The system also includes permanent or removable storage, such as magnetic and optical discs, RAM, ROM, etc. on which the process and data structures of the present invention can be stored and distributed. The processes can also be distributed via, for example, downloading over a network such as the Internet. The system can output the results to a display device, printer, readily accessible memory or another computer on a network.

A description has been provided with particular reference to preferred embodiments thereof and examples, but it will be understood that variations and modifications can be effected within the spirit and scope of the claims which may include the phrase “at least one of A, B and C” as an alternative expression that means one or more of A, B and C may be used, contrary to the holding in Superguide v. DIRECTV, 358 F3d 870, 69 USPQ2d 1865 (Fed. Cir. 2004).

Claims

1-7. (canceled)

8. A method, comprising:

increasing a first temperature of a heat transfer medium in a thermal generator before the heat transfer medium is fed to a heat exchanger in a steam generator;

transferring, after said increasing, thermal energy from the heat transfer medium to an operating medium in the heat exchanger of the steam generator; and

evaporating, in the steam generator, the operating medium of steam.

9. The method as claimed in claim 8, further comprising:

increasing a second temperature of an additional heat transfer medium in a residual or waste heat-producing industrial plant by utilizing residual or waste heat; and

feeding the additional heat transfer medium to the thermal generator after said increasing of the temperature of the additional heat transfer medium.

10. The method as claimed in claim 8, further comprising:

increasing the temperature of an additional heat transfer medium in a geothermal plant by utilizing geothermal heat; and

feeding the additional heat transfer medium to the thermal generator after said increasing of the temperature of the additional heat transfer medium.
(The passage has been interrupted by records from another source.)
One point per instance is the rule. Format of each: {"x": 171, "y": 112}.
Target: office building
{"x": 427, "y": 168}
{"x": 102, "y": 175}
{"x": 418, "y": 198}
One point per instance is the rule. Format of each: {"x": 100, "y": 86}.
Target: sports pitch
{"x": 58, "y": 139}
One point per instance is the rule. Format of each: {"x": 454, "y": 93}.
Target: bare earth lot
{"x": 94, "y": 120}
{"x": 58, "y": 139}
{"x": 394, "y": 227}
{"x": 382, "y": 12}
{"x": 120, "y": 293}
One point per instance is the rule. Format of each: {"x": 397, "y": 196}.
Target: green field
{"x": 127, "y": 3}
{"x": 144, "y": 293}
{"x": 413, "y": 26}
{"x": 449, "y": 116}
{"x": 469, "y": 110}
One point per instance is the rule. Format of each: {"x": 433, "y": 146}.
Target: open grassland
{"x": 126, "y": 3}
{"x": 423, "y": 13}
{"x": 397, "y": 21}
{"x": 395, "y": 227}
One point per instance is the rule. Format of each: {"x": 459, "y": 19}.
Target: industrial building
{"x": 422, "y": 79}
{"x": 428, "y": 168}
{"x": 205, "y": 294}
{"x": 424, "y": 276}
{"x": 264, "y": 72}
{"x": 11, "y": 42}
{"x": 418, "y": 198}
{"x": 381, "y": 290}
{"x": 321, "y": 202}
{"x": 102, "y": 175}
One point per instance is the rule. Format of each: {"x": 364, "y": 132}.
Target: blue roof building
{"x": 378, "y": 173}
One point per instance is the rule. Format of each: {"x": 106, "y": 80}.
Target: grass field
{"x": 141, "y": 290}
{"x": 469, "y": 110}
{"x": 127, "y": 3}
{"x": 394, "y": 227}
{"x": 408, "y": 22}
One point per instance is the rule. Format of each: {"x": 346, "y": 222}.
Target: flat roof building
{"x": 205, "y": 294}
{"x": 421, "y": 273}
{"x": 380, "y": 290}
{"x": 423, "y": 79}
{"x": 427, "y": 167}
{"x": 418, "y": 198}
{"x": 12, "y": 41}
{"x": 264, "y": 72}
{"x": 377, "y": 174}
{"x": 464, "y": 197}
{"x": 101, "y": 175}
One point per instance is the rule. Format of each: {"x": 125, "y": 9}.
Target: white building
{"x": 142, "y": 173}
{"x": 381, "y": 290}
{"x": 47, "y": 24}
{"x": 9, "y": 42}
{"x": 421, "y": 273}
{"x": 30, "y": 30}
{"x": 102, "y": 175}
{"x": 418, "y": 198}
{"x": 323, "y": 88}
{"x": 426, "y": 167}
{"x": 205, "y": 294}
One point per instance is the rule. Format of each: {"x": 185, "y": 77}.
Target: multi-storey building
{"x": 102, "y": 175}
11. The method as claimed in claim 10, wherein the second temperature of the additional heat transfer medium which is fed to the thermal generator is lower than the first temperature of the heat transfer medium which is fed to the heat exchanger of the steam generator.

12. The method as claimed in claim 9, wherein the second temperature of the additional heat transfer medium which is fed to the thermal generator is lower than the first temperature of the heat transfer medium which is fed to the heat exchanger of the steam generator.
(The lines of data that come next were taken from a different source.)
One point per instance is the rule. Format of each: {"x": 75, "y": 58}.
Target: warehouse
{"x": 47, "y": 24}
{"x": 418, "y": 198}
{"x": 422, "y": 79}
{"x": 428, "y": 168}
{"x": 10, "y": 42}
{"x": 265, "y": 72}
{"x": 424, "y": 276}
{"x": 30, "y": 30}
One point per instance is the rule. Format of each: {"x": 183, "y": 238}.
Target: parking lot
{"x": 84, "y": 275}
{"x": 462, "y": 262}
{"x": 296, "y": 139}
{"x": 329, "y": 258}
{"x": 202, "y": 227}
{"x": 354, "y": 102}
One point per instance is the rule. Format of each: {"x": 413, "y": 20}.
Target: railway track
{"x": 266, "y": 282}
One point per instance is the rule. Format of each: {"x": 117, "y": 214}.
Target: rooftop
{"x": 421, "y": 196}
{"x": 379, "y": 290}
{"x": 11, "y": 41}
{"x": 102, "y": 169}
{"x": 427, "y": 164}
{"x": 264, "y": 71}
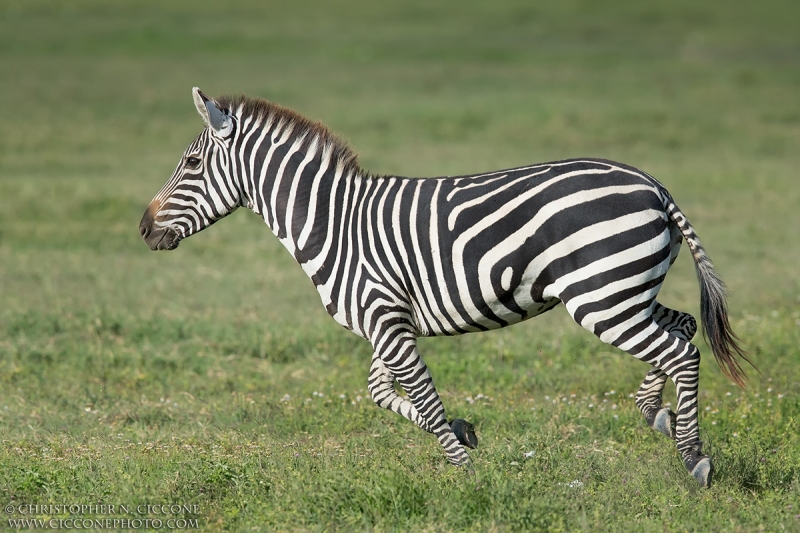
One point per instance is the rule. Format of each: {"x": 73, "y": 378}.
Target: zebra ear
{"x": 211, "y": 114}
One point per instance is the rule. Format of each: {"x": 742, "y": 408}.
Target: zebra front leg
{"x": 648, "y": 397}
{"x": 381, "y": 388}
{"x": 398, "y": 356}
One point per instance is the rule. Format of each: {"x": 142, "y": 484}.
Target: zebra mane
{"x": 260, "y": 109}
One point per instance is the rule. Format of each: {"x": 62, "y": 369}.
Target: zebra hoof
{"x": 664, "y": 422}
{"x": 465, "y": 432}
{"x": 703, "y": 472}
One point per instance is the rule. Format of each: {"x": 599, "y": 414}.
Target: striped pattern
{"x": 396, "y": 258}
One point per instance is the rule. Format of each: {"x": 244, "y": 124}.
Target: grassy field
{"x": 212, "y": 376}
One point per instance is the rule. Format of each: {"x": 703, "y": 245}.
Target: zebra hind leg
{"x": 680, "y": 360}
{"x": 648, "y": 397}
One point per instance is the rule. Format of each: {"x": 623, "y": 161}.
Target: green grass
{"x": 128, "y": 377}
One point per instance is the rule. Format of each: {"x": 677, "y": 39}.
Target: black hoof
{"x": 664, "y": 422}
{"x": 465, "y": 432}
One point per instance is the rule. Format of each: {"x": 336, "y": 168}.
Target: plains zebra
{"x": 395, "y": 258}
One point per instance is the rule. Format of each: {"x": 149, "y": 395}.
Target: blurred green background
{"x": 98, "y": 334}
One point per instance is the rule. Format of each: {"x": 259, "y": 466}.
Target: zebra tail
{"x": 717, "y": 329}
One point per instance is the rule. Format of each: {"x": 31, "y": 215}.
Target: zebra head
{"x": 202, "y": 189}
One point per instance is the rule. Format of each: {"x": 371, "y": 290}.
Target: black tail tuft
{"x": 716, "y": 327}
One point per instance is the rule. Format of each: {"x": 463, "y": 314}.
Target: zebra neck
{"x": 303, "y": 193}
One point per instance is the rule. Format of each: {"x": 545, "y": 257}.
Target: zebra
{"x": 397, "y": 258}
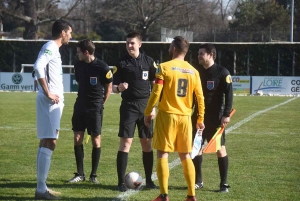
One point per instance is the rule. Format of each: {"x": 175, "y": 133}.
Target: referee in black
{"x": 218, "y": 96}
{"x": 134, "y": 76}
{"x": 94, "y": 80}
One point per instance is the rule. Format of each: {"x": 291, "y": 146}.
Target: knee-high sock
{"x": 189, "y": 175}
{"x": 223, "y": 168}
{"x": 37, "y": 158}
{"x": 122, "y": 159}
{"x": 95, "y": 159}
{"x": 148, "y": 164}
{"x": 198, "y": 168}
{"x": 43, "y": 164}
{"x": 162, "y": 169}
{"x": 79, "y": 155}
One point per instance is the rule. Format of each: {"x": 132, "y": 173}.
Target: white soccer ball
{"x": 133, "y": 180}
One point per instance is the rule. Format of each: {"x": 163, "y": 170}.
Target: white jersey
{"x": 49, "y": 65}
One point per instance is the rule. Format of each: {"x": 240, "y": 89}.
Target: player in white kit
{"x": 49, "y": 103}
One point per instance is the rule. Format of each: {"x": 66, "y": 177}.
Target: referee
{"x": 217, "y": 90}
{"x": 134, "y": 76}
{"x": 95, "y": 82}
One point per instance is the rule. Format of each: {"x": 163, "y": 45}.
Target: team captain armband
{"x": 159, "y": 81}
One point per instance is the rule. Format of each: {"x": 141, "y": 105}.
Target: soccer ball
{"x": 133, "y": 180}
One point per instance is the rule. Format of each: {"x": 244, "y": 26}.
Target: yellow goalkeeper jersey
{"x": 176, "y": 83}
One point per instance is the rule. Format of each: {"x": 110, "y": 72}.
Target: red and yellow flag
{"x": 215, "y": 143}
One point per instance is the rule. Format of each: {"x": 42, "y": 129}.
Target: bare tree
{"x": 35, "y": 13}
{"x": 142, "y": 15}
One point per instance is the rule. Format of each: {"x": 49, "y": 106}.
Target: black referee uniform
{"x": 88, "y": 108}
{"x": 218, "y": 96}
{"x": 138, "y": 73}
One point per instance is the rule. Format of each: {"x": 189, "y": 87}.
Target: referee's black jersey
{"x": 138, "y": 73}
{"x": 92, "y": 78}
{"x": 217, "y": 85}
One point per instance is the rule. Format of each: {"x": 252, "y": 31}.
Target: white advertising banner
{"x": 276, "y": 85}
{"x": 241, "y": 84}
{"x": 24, "y": 82}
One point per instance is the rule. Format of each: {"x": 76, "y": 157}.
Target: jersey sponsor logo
{"x": 47, "y": 52}
{"x": 210, "y": 85}
{"x": 183, "y": 70}
{"x": 115, "y": 69}
{"x": 228, "y": 79}
{"x": 109, "y": 75}
{"x": 93, "y": 80}
{"x": 145, "y": 75}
13. The method as claimed in claim 8, wherein the steam generator is one of a waste heat steam generator, a Kalina steam generator, and an organic Rankine cycle steam generator.
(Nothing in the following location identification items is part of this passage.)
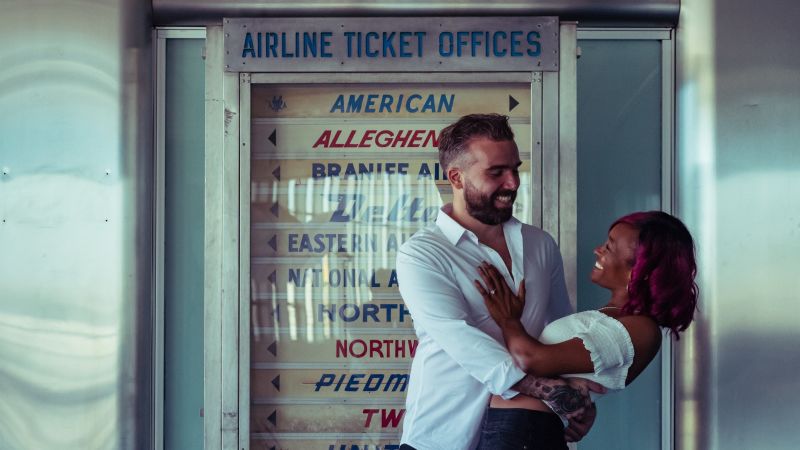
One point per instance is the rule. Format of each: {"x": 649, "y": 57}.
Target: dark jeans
{"x": 506, "y": 429}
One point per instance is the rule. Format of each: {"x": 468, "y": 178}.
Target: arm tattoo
{"x": 555, "y": 392}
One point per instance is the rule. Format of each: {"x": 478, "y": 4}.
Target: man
{"x": 460, "y": 359}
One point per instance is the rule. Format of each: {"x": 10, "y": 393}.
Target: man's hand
{"x": 578, "y": 428}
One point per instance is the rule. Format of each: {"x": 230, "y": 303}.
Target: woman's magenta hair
{"x": 662, "y": 277}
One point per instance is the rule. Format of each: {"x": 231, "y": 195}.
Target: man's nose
{"x": 511, "y": 181}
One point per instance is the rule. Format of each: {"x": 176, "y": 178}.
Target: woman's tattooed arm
{"x": 566, "y": 397}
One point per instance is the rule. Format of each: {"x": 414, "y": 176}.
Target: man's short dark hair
{"x": 454, "y": 138}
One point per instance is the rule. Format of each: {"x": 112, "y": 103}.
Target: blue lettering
{"x": 325, "y": 380}
{"x": 388, "y": 46}
{"x": 272, "y": 44}
{"x": 325, "y": 42}
{"x": 343, "y": 312}
{"x": 392, "y": 279}
{"x": 318, "y": 169}
{"x": 446, "y": 50}
{"x": 349, "y": 35}
{"x": 248, "y": 46}
{"x": 352, "y": 383}
{"x": 461, "y": 37}
{"x": 495, "y": 45}
{"x": 411, "y": 97}
{"x": 386, "y": 103}
{"x": 321, "y": 309}
{"x": 371, "y": 310}
{"x": 370, "y": 106}
{"x": 354, "y": 103}
{"x": 533, "y": 41}
{"x": 444, "y": 104}
{"x": 371, "y": 53}
{"x": 309, "y": 44}
{"x": 420, "y": 39}
{"x": 404, "y": 43}
{"x": 515, "y": 42}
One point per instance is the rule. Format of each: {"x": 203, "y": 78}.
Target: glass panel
{"x": 341, "y": 176}
{"x": 183, "y": 246}
{"x": 619, "y": 171}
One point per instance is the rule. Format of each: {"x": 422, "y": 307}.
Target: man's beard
{"x": 481, "y": 206}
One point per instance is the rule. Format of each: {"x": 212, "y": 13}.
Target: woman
{"x": 647, "y": 263}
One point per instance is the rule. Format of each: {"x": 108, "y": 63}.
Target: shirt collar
{"x": 453, "y": 230}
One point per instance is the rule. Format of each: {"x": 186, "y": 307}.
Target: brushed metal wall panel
{"x": 74, "y": 265}
{"x": 739, "y": 175}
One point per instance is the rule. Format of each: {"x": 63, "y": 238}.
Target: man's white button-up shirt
{"x": 461, "y": 358}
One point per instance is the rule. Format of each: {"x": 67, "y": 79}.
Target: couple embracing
{"x": 503, "y": 362}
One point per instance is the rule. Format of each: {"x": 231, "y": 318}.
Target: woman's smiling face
{"x": 615, "y": 257}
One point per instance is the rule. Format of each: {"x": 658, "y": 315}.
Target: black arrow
{"x": 277, "y": 382}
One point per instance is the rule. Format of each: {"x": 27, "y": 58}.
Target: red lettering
{"x": 334, "y": 143}
{"x": 431, "y": 140}
{"x": 383, "y": 142}
{"x": 349, "y": 142}
{"x": 416, "y": 138}
{"x": 391, "y": 417}
{"x": 369, "y": 413}
{"x": 399, "y": 138}
{"x": 323, "y": 140}
{"x": 366, "y": 138}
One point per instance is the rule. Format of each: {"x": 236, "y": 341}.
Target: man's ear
{"x": 454, "y": 175}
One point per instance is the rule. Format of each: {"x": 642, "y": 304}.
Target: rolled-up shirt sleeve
{"x": 440, "y": 310}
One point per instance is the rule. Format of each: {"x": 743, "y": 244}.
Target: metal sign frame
{"x": 227, "y": 169}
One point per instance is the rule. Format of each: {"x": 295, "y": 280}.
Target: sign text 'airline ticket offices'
{"x": 416, "y": 44}
{"x": 302, "y": 138}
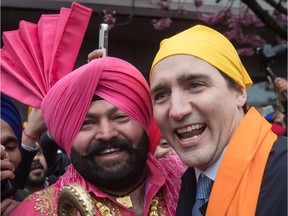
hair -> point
(232, 84)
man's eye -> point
(87, 123)
(160, 96)
(121, 117)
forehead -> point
(101, 106)
(177, 67)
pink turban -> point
(65, 106)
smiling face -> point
(110, 149)
(38, 170)
(11, 143)
(194, 108)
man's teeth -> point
(190, 128)
(107, 151)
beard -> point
(104, 174)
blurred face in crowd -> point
(195, 109)
(110, 149)
(11, 143)
(163, 149)
(38, 170)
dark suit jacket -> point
(272, 199)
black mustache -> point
(36, 164)
(103, 145)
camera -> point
(8, 188)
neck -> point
(127, 191)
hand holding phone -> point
(103, 38)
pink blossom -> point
(161, 23)
(198, 3)
(181, 11)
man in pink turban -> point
(100, 114)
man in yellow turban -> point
(198, 89)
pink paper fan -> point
(36, 56)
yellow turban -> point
(209, 45)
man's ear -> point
(241, 97)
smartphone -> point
(103, 38)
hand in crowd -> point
(281, 84)
(7, 167)
(95, 54)
(34, 128)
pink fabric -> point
(154, 136)
(162, 174)
(118, 82)
(36, 56)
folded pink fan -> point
(36, 56)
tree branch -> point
(266, 18)
(277, 6)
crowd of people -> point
(222, 157)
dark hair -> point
(232, 84)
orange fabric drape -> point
(237, 185)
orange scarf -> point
(237, 185)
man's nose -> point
(106, 130)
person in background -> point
(55, 156)
(163, 149)
(37, 179)
(100, 114)
(17, 153)
(11, 135)
(198, 90)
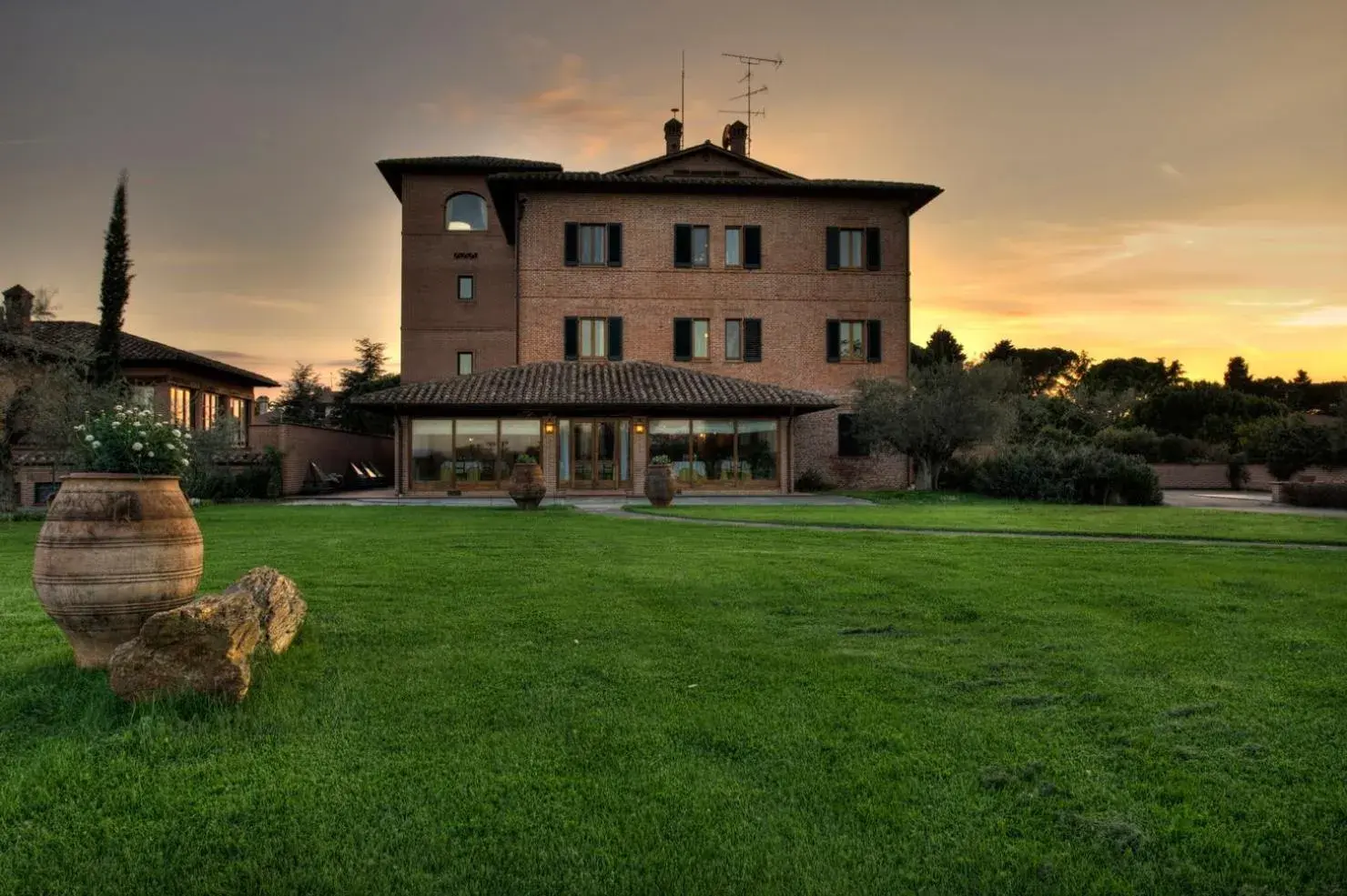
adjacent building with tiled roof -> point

14. A device supplying a heat transfer medium to a heat exchanger of a steam generator that evaporates an operating medium in the steam generator, comprising:

a thermal generator increasing a temperature of the heat transfer medium by utilizing thermal energy of an additional heat transfer medium.

15. The device as claimed in claim 14, wherein the temperature of the additional heat transfer medium is increased in a residual or waste heat-producing industrial plant by utilizing the residual or waste heat before the additional heat transfer medium is fed to said thermal generator.

16. The device as claimed in claim 14, wherein the temperature of the additional heat transfer medium is increased in a geothermal plant by utilizing geothermal heat before the additional heat transfer medium is fed to said thermal generator.

17. The device as claimed in claim 14, wherein the steam generator is one of a waste heat steam generator, a Kalina steam generator, and an organic Rankine cycle steam generator.